Just cut out the chicanery

Nearly three months after Thai voters cast their ballots in what has been deemed as one of the country's most controversial elections, a new government -- a coalition with more than 20 parties -- still cannot be formed.

The long delay, apparently because of inconclusive bargaining, is worrisome.

Pledges of support from the Bhumjaithai and Democrat parties, known for their role as "kingmakers", have secured the political future of regime leader Gen Prayut Chan-o-cha, who won his bid to become the 30th prime minister after a vote in a joint parliamentary meeting last Wednesday. The two parties wanted key ministries in exchange for joining the regime's coalition.

The ministries in question included commerce, agriculture and agricultural cooperatives, which involve huge budgets and place the ministers in direct contact with grassroots groups that can form a large political base that could be useful in future elections.

Gen Prayut, who awaits royal endorsement, appears to be keeping a low profile, allowing his Palang Pracharath Party as coalition leader to engage with fellow politicians in the tough political cake-sharing negotiations. There are reports that a certain faction in the PPRP wants to take back some grade-A cabinet positions that the party earlier promised to its prospective coalition partners.

It is said the PPRP, while insisting that talks are ongoing, wants to reclaim the agriculture and commerce portfolios from the Democrats and offer the education and foreign affairs ministerial posts instead. While Deputy Prime Minister Somkid Jatusripitak, Gen Prayut's trusted man, has played his trump card: he may abandon the new cabinet if the PPRP fails to control all key economic ministries.

However, both the Bhumjaithai and Democrat have refused to budge, saying the PPRP must honour the original deal.

The Democrats had no hesitation in issuing a threat to withdraw from the coalition if the PPRP fails to keep its promise. Bhumjaithai leader Anutin Charnvirakul tersely ruled out further talks, saying all deals were now closed.

While other smaller parties are willing to stick to their role as the regime's "good boys", their support in the proposed coalition is hardly enough to give the Prayut-led coalition any get up and go.

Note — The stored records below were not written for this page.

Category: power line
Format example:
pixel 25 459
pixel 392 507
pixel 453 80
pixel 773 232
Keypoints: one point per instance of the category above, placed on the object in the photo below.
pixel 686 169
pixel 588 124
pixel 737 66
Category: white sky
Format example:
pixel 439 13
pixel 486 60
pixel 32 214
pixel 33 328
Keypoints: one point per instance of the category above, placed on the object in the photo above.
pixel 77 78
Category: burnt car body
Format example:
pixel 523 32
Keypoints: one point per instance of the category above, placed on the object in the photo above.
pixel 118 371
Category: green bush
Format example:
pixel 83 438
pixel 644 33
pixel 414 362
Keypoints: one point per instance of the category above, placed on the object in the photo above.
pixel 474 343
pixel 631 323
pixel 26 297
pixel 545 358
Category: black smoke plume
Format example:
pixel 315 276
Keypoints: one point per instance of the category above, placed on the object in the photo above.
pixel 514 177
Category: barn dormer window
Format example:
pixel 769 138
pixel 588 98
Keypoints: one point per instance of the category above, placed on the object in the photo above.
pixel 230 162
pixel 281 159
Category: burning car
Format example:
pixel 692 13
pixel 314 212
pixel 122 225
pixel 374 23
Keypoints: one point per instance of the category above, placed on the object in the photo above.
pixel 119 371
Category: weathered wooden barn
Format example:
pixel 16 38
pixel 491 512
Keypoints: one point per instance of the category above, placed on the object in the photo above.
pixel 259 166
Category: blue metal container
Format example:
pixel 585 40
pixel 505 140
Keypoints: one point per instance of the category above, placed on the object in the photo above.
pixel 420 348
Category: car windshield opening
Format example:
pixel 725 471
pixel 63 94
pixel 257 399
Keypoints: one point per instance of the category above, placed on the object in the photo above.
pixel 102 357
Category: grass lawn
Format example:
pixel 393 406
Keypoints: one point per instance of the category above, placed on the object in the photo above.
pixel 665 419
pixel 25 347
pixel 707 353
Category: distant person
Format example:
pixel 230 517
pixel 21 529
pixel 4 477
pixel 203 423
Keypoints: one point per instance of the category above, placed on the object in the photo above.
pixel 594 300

Yesterday, PPRP leader Uttama Savanayana in an attempt to downplay the wrangling over cabinet posts, told the media the ongoing bickering was just to "add colour" to politics. He has assigned secretary-general Sontirat Sontijirawong to do the talking. Few, if any, would see this in the same light.

The PPRP and other parties should realise that the longer the talking goes on, the more people will lose trust and hope in them.

This is the ugly picture of politics that is becoming increasingly uglier in the eyes of the public. Such a situation only makes people more fed up with politics and this is no good for anyone.

More importantly, politicians must realise that the country cannot afford the administrative gap to continue any longer. This delay in forming a government will only cause damage to the country as there are worries all projects earmarked for the next fiscal year will have to wait until the second quarter, or till January.

While political bargaining is not unusual in Thai politics, all parties concerned have a duty to know the limits, and play by the rules.

They should have learned from the past mistakes of not being able to reach a compromise.